Maintaining haemostasis in surgery is challenging for hereditary rare bleeding disorders in which multi-coagulation-factor concentrates are the only therapeutic option. Hereditary factor X (FX) deficiency affects 1:500 000 to 1:1 000 000 individuals, and no specific replacement FX concentrate has been available. A high-purity, plasma-derived FX concentrate (pdFX) has been developed for patients with hereditary FX deficiency.
Our objective was to assess the safety and efficacy of pdFX in subjects with FX deficiency undergoing surgery.

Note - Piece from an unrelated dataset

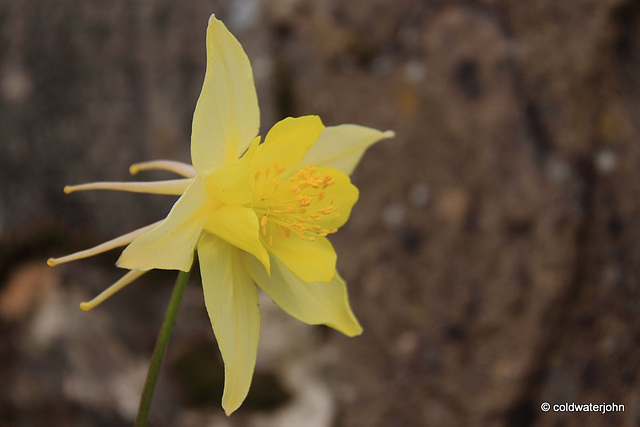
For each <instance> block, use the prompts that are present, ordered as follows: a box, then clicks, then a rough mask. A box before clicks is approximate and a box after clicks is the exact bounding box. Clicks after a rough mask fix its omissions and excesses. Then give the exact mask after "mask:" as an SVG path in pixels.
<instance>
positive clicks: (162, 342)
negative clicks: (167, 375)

Subjects with hereditary mild-to-severe FX deficiency (basal plasma FX activity [FX:C] <20 IU dL(-1) ) undergoing surgery received pdFX preoperatively to raise FX:C to 70-90 IU dL(-1) and postoperatively to maintain levels >50 IU dL(-1) until the subject was no longer at risk of bleeding due to surgery. Efficacy of pdFX was assessed by blood loss during surgery, requirement for blood transfusion, postoperative bleeding from the surgical or other sites, and changes in haemoglobin levels. Safety was assessed by adverse events (AEs), development of inhibitors, and clinically significant changes in laboratory parameters.

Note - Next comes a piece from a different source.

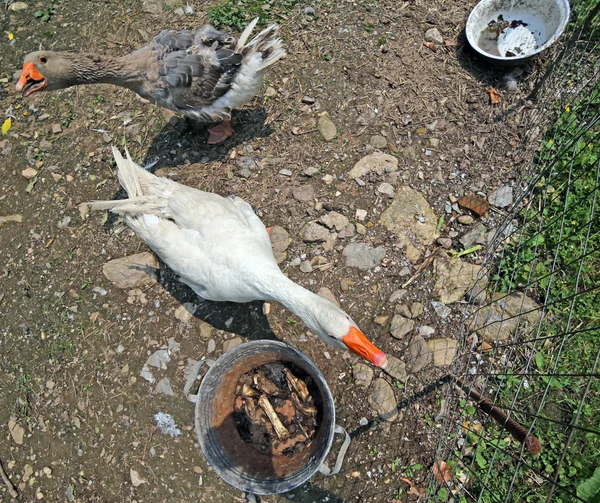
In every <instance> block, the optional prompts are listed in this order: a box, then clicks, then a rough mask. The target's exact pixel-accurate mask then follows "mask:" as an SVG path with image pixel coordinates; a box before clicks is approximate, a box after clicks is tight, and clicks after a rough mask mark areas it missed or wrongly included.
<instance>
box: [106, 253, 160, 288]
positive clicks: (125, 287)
mask: <svg viewBox="0 0 600 503" xmlns="http://www.w3.org/2000/svg"><path fill="white" fill-rule="evenodd" d="M157 268H158V262H157V261H156V258H155V257H154V255H153V254H152V253H150V252H143V253H137V254H135V255H129V256H128V257H122V258H117V259H114V260H111V261H109V262H107V263H106V264H104V266H103V267H102V272H103V273H104V276H106V278H107V279H109V280H110V281H112V282H113V283H114V284H115V285H116V286H117V287H119V288H139V287H142V286H146V285H151V284H153V283H156V269H157Z"/></svg>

Five subjects (aged 14-59 years) underwent seven surgical procedures (four major and three minor). Treatment duration was 1-15 days. For each procedure, pdFX treatment was assessed as "excellent" in preventing bleeding and achieving haemostasis. No blood transfusions were required, no AEs related to pdFX were observed, and no clinically significant trends were found in any laboratory parameters.

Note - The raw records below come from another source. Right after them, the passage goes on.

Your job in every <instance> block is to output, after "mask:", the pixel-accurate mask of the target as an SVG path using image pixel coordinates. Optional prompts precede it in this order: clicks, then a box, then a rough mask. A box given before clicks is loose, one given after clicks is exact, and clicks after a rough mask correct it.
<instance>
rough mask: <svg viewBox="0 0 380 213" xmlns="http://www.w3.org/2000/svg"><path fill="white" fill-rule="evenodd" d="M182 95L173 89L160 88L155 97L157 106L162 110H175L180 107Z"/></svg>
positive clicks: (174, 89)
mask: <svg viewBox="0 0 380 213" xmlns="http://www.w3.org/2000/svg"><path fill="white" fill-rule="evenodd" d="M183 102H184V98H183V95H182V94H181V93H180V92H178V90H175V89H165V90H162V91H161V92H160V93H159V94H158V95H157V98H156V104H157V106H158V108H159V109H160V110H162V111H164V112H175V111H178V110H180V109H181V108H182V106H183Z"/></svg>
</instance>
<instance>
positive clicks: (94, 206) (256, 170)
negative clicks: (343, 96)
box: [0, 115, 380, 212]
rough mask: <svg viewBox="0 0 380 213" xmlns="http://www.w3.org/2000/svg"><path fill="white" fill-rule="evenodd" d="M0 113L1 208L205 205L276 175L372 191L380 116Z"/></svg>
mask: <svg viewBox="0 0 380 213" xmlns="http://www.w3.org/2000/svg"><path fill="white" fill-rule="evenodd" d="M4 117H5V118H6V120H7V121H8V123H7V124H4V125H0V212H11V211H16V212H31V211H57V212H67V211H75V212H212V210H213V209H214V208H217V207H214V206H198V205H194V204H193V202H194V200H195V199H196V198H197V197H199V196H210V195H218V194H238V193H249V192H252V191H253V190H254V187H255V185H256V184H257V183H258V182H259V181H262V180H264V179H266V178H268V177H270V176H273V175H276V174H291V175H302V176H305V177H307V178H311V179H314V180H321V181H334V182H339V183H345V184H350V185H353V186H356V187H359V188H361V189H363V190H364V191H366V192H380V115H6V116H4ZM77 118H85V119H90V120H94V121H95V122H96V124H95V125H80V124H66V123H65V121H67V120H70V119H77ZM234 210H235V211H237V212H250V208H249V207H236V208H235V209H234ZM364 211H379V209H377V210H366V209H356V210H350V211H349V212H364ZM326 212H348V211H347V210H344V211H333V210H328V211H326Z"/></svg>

These data demonstrate that pdFX is safe and effective as replacement therapy in five subjects with mild-to-severe FX deficiency undergoing surgery on seven occasions.
对于遗传性罕见出血性疾病,在手术中维持止血具有挑战性,其中多凝血因子浓缩物是唯一的治疗选择。遗传性因子X(FX)缺乏症影响着1:500 000至1:1 000 000的个体,且尚无可用的特异性FX替代浓缩物。现已为遗传性FX缺乏症患者研发出一种高纯度的血浆源性FX浓缩物(pdFX)。
我们的目标是评估pdFX对接受手术的FX缺乏症患者的安全性和有效性。
患有遗传性轻至重度FX缺乏症(基础血浆FX活性[FX:C]<20 IU dL(-1))且准备接受手术的患者在术前接受pdFX治疗,使FX:C升高至70 - 90 IU dL(-1),术后持续用药以维持FX:C水平>50 IU dL(-1),直至患者不再因手术而有出血风险。通过手术期间的失血量、输血需求、手术部位或其他部位的术后出血以及血红蛋白水平的变化来评估pdFX的疗效。通过不良事件(AE)、抑制剂的产生以及实验室参数的临床显著变化来评估安全性。
5名受试者(年龄14 - 59岁)接受了7次手术(4次大手术和3次小手术)。治疗持续时间为1 - 15天。对于每次手术,pdFX治疗在预防出血和实现止血方面被评定为“优秀”。无需输血,未观察到与pdFX相关的AE,且在任何实验室参数中均未发现临床显著趋势。
这些数据表明,pdFX作为替代疗法,对于7次接受手术的5名轻至重度FX缺乏症患者是安全有效的。